Multicores are great for people that know how to work things on their computer.
For instance if your a musician and require near realtime performance from a full fledged PC operating system. Or you need to develop a computer system that needs to control equipment or do exactly timed measurements.
Multiple cpus allow you to do some special things, like set one cpu as a 'sheilded' cpu that is dedicated to running a certain task while the rest of the OS runs on the other cpus. This allows good response and performance from a system while allowing one or two proccesses potentionally sub-millisecond response times. (I can get sub-1msec response out of my system with special realtime preemptive kernel patches and 2496 audiphile audio card, but normal desktop response and performance is severely degraded)
Also software is much more flexible then hardware. Hardware can be made to do certain tasks quickly, but only those things. So you develop hardware that can run software quickly, and that's what multiple cpus are about.
For instance you have mpeg2 and mpeg4 encoding acceleration (and decoding) you can get from cards and such. But with software you can do special things like 2-pass encoding, encode quicktime, or theora ogg video, or whatever you want. To do the same thing with a pure hardware solution would be very expensive and only be usefull for certain applications.
Also cheap hardware can be nice and inexpensive, and stable, if you move hard-to-do calculations out of the hardware and into the software. Also other benifits are realised...

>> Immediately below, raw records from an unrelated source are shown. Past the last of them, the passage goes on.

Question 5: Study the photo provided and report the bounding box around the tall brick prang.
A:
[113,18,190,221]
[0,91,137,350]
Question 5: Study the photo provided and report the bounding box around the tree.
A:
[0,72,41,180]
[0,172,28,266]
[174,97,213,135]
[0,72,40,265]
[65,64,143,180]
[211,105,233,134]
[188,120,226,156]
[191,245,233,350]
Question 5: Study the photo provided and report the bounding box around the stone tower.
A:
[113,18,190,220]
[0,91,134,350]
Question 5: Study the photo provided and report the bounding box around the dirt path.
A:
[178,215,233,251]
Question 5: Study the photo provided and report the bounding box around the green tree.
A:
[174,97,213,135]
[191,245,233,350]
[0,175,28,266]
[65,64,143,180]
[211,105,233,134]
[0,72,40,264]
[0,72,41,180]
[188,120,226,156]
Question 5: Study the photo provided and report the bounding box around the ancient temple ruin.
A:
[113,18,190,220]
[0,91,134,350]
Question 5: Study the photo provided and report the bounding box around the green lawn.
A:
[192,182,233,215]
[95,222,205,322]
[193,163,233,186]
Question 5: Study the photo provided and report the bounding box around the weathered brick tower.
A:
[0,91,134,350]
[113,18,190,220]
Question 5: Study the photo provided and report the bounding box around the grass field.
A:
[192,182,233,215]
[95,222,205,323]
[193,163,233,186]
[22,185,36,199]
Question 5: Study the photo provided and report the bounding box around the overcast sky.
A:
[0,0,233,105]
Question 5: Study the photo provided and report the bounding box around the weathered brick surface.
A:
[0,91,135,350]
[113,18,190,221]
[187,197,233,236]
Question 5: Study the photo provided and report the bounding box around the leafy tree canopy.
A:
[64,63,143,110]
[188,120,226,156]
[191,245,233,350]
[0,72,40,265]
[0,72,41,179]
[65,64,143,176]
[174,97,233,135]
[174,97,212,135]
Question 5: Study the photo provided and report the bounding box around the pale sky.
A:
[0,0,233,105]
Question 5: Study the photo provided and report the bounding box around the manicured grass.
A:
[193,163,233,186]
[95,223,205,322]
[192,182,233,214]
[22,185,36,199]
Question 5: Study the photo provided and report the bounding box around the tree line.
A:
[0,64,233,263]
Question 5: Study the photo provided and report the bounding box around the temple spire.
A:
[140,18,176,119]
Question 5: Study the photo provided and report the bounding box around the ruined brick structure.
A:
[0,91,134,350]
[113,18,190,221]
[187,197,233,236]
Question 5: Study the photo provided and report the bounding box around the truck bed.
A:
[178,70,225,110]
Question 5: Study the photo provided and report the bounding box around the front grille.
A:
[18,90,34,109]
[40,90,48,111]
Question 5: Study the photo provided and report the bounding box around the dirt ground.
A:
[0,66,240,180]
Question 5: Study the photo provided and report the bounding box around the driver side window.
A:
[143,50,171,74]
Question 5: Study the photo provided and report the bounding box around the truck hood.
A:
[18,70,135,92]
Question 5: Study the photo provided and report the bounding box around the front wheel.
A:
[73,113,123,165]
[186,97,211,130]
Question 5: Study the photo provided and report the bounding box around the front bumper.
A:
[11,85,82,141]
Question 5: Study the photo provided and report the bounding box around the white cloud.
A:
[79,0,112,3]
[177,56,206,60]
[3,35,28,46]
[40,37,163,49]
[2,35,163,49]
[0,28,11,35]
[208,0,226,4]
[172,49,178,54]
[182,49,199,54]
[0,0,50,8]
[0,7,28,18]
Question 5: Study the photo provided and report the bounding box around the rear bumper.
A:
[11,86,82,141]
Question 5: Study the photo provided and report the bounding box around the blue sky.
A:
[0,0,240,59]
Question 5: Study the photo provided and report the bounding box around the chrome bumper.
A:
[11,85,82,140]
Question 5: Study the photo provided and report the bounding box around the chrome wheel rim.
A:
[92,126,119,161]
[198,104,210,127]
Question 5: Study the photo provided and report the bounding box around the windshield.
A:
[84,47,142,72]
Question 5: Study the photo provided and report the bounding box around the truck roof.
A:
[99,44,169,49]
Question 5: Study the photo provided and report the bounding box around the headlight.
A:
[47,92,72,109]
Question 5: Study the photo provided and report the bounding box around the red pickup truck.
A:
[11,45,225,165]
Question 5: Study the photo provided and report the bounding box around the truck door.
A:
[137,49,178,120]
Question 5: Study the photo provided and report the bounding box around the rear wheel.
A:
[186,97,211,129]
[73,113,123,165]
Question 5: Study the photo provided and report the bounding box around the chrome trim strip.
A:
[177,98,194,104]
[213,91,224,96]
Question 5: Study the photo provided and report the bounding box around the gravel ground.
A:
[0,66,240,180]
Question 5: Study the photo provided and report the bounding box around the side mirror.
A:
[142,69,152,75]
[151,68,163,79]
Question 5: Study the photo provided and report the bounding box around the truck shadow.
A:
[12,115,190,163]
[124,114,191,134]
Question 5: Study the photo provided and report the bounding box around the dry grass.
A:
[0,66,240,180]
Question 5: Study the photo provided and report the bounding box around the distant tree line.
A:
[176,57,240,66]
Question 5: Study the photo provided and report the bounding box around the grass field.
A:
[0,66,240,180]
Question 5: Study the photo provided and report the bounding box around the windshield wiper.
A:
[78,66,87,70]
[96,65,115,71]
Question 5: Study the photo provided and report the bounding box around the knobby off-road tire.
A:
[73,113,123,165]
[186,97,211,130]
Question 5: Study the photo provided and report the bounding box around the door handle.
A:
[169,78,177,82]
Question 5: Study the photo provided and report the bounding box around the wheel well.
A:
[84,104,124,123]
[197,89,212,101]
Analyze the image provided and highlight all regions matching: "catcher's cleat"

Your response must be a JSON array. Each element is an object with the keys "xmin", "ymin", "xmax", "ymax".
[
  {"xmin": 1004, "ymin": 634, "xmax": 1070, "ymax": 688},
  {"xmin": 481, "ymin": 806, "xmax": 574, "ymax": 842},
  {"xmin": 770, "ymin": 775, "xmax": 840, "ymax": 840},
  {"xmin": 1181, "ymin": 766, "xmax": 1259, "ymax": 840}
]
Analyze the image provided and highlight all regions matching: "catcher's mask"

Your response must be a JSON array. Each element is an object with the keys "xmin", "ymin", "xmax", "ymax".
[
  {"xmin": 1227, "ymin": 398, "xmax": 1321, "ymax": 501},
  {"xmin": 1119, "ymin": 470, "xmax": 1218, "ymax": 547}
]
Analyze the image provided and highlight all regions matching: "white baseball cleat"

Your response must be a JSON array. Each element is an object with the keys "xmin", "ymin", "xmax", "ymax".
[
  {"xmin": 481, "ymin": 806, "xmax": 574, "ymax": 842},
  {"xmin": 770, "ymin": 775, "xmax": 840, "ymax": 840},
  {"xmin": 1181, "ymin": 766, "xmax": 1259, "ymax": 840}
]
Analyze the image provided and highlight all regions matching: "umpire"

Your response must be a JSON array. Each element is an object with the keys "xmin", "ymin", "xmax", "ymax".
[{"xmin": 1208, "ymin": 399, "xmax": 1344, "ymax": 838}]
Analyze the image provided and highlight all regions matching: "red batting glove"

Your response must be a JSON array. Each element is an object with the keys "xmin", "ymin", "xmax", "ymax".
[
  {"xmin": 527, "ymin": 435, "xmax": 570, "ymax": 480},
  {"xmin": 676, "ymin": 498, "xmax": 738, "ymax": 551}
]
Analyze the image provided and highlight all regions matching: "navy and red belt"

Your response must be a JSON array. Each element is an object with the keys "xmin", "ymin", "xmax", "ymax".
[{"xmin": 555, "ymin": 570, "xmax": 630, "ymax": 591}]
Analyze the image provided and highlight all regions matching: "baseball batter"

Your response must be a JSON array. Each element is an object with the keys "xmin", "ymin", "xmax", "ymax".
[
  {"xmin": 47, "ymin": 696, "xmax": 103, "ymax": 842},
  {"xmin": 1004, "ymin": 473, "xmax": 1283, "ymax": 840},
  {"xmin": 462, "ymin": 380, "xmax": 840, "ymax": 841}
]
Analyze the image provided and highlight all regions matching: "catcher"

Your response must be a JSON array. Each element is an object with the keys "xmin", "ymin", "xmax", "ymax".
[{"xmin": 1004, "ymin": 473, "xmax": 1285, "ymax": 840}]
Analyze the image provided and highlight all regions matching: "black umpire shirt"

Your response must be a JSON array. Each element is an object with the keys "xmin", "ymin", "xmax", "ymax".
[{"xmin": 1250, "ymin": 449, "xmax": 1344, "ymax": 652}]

For instance that's what Intel mostly does with it's Centrino 'technology'. They move as much as possible out of hardware and place the load on the central powerfull cpu. Like Wireless stuff. This simplifies hardware, makes things cheaper for the end user, and increase battery performance.
So you have printers, ethernet connections, IDE controllers, software RAID setups and all that that takes a peice out of cpu time. They are nice, but when it takes 20% of the cpu just to run the computer it can begin to degrade end-user performance.
Then on top of that you have people that like to multitask. I'll have a browser open, be downloading something. I'd have tv being displayed on my monitor and on another X session I'd be playing some online FPS game it's irritating to have to switch back to close a browser window just because I accidently left it playing some crappy flash ads on the website I just visited.
Then you have the fact that your getting sophisticated libraries and support software that makes it easier for programmers to make multithreaded apps and the easiest way to get benifits from increased transistor density on chips is to add a second core.
So SMP's have all these sort of advantages over single cpu machines, however traditionally the cost of the motherboard, the extra cpu, the heat, and the extra large powersupply has made it pretty pointless for end users. But now with multi-core setups, it's going to be as cheap and as easy to get a single core cpu as a dual core cpu, so that's realy pretty cool and something to look forward to.